For two years, I was so far from the idea of wanting to date that I couldn't have been bothered. When I started to out the slightest of feelers, all the men I met were scumbags all over again. I got two manifestos of everlasting love from two people who were offended that I'd never been interested, that left me scared to let anyone too close. A couple old flames promised to come around but couldn't ever actually find reason to try. Everyone was untrustworthy, uninterested, or too far away, until finally, for the first time since everything started to fall apart three years ago, I found someone who was enthusiastically all of those things. Once again, I was powerful, sexy, in control of my own body in a way that feels so foreign to me. I finally remembered what it was like to feel safe, and not ashamed of wanting sex.
For all of three days.
And then he, too, decided he couldn't deal with the effects of my past.

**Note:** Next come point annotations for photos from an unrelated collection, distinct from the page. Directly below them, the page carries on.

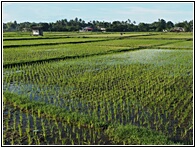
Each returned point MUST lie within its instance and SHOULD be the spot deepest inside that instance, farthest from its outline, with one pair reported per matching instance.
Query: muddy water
(43, 131)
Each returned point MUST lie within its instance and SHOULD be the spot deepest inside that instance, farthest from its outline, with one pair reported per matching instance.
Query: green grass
(121, 86)
(128, 134)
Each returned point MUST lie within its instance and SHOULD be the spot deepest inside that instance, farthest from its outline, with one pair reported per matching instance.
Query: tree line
(115, 26)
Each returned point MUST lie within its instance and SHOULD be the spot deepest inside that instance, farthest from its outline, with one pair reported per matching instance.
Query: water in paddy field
(155, 57)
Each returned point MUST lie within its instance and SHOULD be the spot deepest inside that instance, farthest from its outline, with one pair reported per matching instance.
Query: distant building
(103, 29)
(86, 29)
(177, 29)
(37, 30)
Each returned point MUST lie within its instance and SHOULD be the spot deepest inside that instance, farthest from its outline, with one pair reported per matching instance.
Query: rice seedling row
(87, 100)
(131, 96)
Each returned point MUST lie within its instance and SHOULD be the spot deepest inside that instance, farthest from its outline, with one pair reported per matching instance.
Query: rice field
(98, 89)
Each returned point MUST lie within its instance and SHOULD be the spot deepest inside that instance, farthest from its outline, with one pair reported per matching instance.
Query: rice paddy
(106, 89)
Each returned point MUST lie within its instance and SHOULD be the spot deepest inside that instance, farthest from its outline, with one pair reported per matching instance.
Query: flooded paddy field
(149, 88)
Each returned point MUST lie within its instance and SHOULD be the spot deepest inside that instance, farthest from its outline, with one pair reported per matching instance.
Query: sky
(147, 12)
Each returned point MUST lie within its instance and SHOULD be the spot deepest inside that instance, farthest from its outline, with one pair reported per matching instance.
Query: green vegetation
(132, 90)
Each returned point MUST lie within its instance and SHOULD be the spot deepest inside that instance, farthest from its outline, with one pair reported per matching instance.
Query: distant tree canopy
(115, 26)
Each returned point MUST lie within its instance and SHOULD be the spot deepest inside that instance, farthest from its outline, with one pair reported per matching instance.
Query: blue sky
(147, 12)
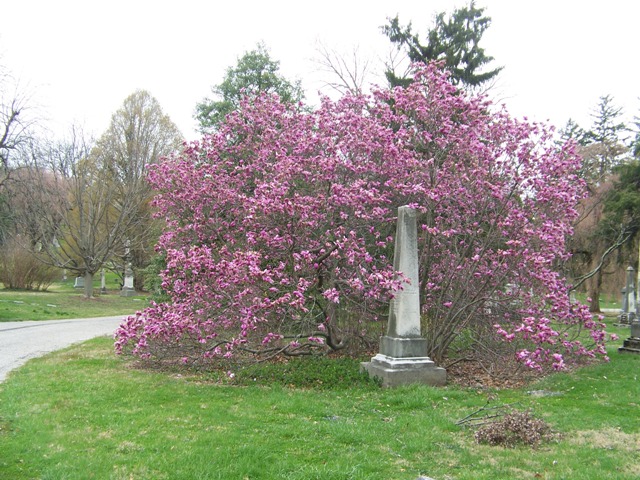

That... That was my yesterday.
I've been waiting for the right moment, a moment of feeling strong and powerful like I know I can, to write something to accompany these photos about how it's possible to overcome struggles and love yourself and have satisfying sexual relationships in spite of the world being against you at times. Yesterday was going to be the right moment, and then, in a moment, I watched it all come apart. Today is the worst moment, one where finding a person I feel safe with feels impossible, where I'm focused on the raw percentage of the pictures Braden and I took that I felt made me look nothing better than awful, a moment where I look at the world around me and the people who are happy with their lives for more than a week at a time and wonder how it's even possible.
There are all kinds of feelings that come with sex, and these, my friends, are mine.